Create dataset

A labeled dataset of documents is required to train, up-train, or evaluate a processor version.

This page describes how to create a dataset, import documents, and define a schema. To label the imported documents, see Label documents.

This page assumes you have already created a processor that supports training, up-training, or evaluation. If your processor is supported, you see the Train tab in the Google Cloud console.

Dataset storage options

You can choose between two options to save your dataset:

  • Google-managed
  • Custom location Cloud Storage

Unless you have special requirements (for example to keep documents in a set of CMEK-enabled folders) we recommend the simpler Google-managed storage option. Once created the dataset storage option cannot be changed for the processor.

The folder or subfolder for a custom Cloud Storage location must start empty and be treated as strictly read-only. Any manual changes to its contents might make the dataset unusable, risking its loss. The Google-managed storage option does not have this risk.

Follow these steps to provision your storage location.

  1. Display advanced options while creating a new processor.

    create-dataset-1

  2. Keep the default radio group option to Google-managed storage.

    create-dataset-2

  3. Select Create.

    create-dataset-3

  4. Confirm dataset is created successfully and dataset location is Google-managed location.

    create-dataset-4

Custom storage option

  1. Set the advanced options on or off.

    create-dataset-5

  2. Select I'll specify my own storage location.

    create-dataset-6

  3. Choose a Cloud Storage folder from the input component.

    create-dataset-7

  4. Select Create.

    create-dataset-8

Dataset API operations

This sample shows you how to use the processors.updateDataset method to create a dataset.

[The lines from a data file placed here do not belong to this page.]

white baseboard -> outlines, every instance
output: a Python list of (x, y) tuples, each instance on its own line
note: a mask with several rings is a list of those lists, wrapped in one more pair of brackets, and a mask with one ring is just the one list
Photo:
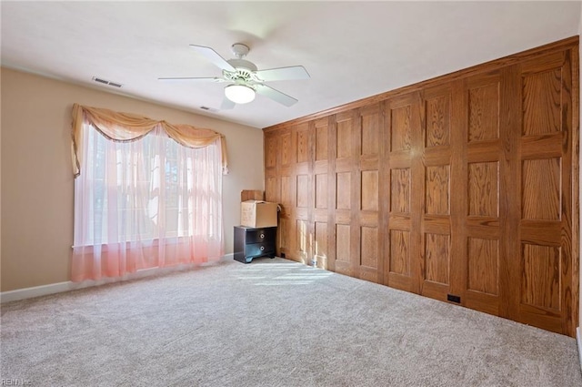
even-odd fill
[[(220, 259), (220, 262), (232, 260), (234, 254), (226, 254)], [(209, 263), (212, 264), (212, 263)], [(202, 264), (197, 266), (206, 266), (208, 264)], [(61, 293), (63, 291), (75, 290), (78, 289), (90, 288), (93, 286), (105, 285), (105, 283), (121, 282), (128, 280), (136, 280), (146, 277), (150, 277), (155, 274), (166, 274), (173, 271), (180, 271), (189, 267), (195, 267), (196, 265), (178, 265), (170, 268), (152, 268), (137, 270), (135, 273), (127, 274), (122, 278), (114, 279), (103, 279), (99, 280), (84, 280), (83, 282), (57, 282), (48, 285), (34, 286), (32, 288), (17, 289), (15, 290), (3, 291), (0, 293), (0, 302), (17, 301), (19, 300), (32, 299), (33, 297), (47, 296), (49, 294)]]
[(580, 360), (580, 369), (582, 370), (582, 330), (576, 329), (576, 342), (578, 344), (578, 359)]

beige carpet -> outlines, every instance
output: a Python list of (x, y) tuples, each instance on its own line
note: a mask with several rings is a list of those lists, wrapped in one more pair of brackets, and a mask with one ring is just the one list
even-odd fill
[(31, 386), (582, 386), (572, 338), (282, 259), (11, 302), (1, 329)]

A dataset resource is a singleton resource in a processor, which means that there is no create resource RPC. Instead, you can use the updateDataset RPC to set the preferences. Document AI provides an option to store the dataset documents in a Cloud Storage bucket you provide or to have them automatically managed by Google.

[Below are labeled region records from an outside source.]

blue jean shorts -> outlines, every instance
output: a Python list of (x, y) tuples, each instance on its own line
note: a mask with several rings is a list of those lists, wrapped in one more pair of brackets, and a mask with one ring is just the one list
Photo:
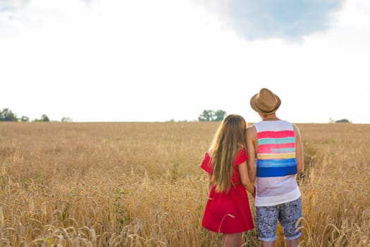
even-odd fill
[(259, 234), (259, 239), (269, 242), (276, 239), (278, 219), (284, 229), (286, 240), (293, 240), (302, 235), (300, 223), (295, 223), (302, 217), (301, 198), (293, 201), (273, 206), (256, 207), (256, 222)]

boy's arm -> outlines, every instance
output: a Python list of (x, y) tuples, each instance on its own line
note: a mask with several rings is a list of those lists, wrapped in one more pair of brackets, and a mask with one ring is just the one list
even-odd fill
[(257, 132), (254, 126), (250, 126), (247, 128), (247, 152), (248, 155), (248, 174), (249, 179), (251, 180), (253, 186), (254, 186), (256, 181), (256, 147), (255, 143), (257, 140)]
[(302, 145), (301, 134), (298, 127), (293, 124), (294, 133), (295, 135), (295, 158), (297, 159), (297, 169), (298, 172), (302, 171), (304, 167), (303, 162), (303, 147)]

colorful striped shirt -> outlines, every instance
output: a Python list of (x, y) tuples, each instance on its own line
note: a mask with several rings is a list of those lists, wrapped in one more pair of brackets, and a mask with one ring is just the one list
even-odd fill
[(295, 135), (286, 121), (254, 124), (258, 150), (256, 163), (256, 206), (271, 206), (297, 199)]

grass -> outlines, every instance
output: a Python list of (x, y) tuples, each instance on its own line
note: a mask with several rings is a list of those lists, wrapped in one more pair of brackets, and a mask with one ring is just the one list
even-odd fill
[[(218, 124), (0, 123), (0, 246), (220, 246), (199, 168)], [(300, 245), (369, 246), (370, 125), (298, 126)]]

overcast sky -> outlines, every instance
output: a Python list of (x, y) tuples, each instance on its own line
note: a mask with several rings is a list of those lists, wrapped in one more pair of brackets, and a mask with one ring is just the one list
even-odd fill
[(0, 109), (34, 119), (370, 124), (369, 0), (0, 0)]

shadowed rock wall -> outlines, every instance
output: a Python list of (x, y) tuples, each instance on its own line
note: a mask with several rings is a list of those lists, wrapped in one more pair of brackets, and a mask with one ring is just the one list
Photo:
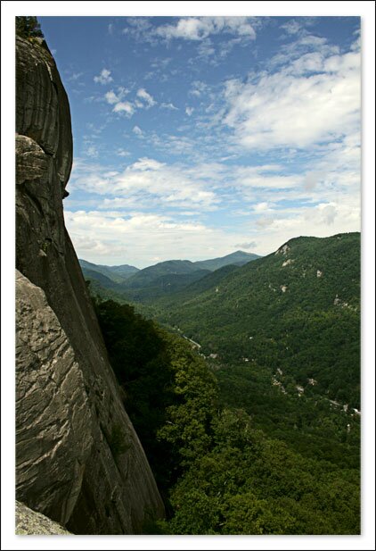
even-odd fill
[(40, 43), (16, 46), (17, 497), (76, 534), (139, 533), (163, 505), (64, 226), (69, 107)]

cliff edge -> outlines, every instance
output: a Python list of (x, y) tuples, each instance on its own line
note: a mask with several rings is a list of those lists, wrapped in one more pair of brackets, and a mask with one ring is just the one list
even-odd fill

Before using any of the request data, make the following replacements:

LOCATION: Your processor location
PROJECT_ID: Your Google Cloud project ID
PROCESSOR_ID The ID of your custom processor
GCS_URI: Your Cloud Storage URI where dataset documents are stored

Provided bucket

Follow next steps to create a dataset request with a Cloud Storage bucket you provide.

HTTP method

PATCH https://LOCATION-documentai.googleapis.com/v1beta3/projects/PROJECT_ID/locations/LOCATION/processors/PROCESSOR_ID/dataset

Request JSON:

  {
      "name":"projects/PROJECT_ID/locations/LOCATION/processors/PROCESSOR_ID/dataset"
      "gcs_managed_config" {
          "gcs_prefix" {
              "gcs_uri_prefix": "GCS_URI"
          }
      }
      "spanner_indexing_config" {}
  }

Google managed

In case you want to create the dataset which is Google managed, update the following information:

HTTP method

PATCH https://LOCATION-documentai.googleapis.com/v1beta3/projects/PROJECT_ID/locations/LOCATION/processors/PROCESSOR_ID/dataset

Request JSON:

  {
      "name":"projects/PROJECT_ID/locations/LOCATION/processors/PROCESSOR_ID/dataset"
      "unmanaged_dataset_config": {}
      "spanner_indexing_config": {}
  }

To send your request, you can use Curl:

Save the request body in a file named request.json. Execute the following command:

CURL

  curl -X PATCH \
  -H "Authorization: Bearer $(gcloud auth print-access-token)" \
  -H "Content-Type: application/json; charset=utf-8" \
  -d @request.json \
  "https://LOCATION-documentai.googleapis.com/v1beta3/projects/PROJECT_ID/locations/LOCATION/processors/PROCESSOR_ID/dataset"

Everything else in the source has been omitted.